In any case, this mildest of criticisms is all I could possibly level against these otherwise-ideal performances, which are impassioned, virtuosic and idiomatic. Lugansky plays with a steely clarity and accuracy: his piercing fingerwork (recalling the legendary Richter-Wislocki partnership) makes for some dramatic and incisive climaxes, abetted by the feverish excitement of Oramo's accompaniments. Similarly, the sound is bright and detailed, rather than warm. Warmth per se comes more from within - and warmth, tenderness and delicacy are there in plenty.

Of the countless alternatives in the catalogue, I must mention the Ashkenazy-Haitink collaboration, similarly coupled, which I've always found especially appealing, even though collected opinion seems (almost unanimously) to be in favour of Ashkenazy's previous recordings.

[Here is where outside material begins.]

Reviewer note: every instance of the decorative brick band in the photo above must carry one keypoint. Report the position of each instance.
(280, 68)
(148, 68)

Its great virtue is Ashkenazy's discipline - not the first quality you'd look for in this music? - and the seductively beautiful playing of the Concertgebouw. Lugansky and Oramo are more visceral, more masculine, and perhaps more in line with Rachmaninov's wishes and expectations - but not necessarily more satisfying.

Most would-be purchasers with an eye for a new recording will want either Lugansky or Hough, whose recent complete set recorded in Dallas won near-universal praise. It's a close race, but compare the two of them in the opening bars of the Second - Lugansky expansive and exploratory; Hough much less patient, treating it as a direct line to the opening Allegro theme - and you'll soon know which one you want!

Lugansky's are wide-ranging performances which encompass the entire gamut of Rachmaninov's inexhaustible emotional palette. Like the First and Third before it, they can be enthusiastically recommended.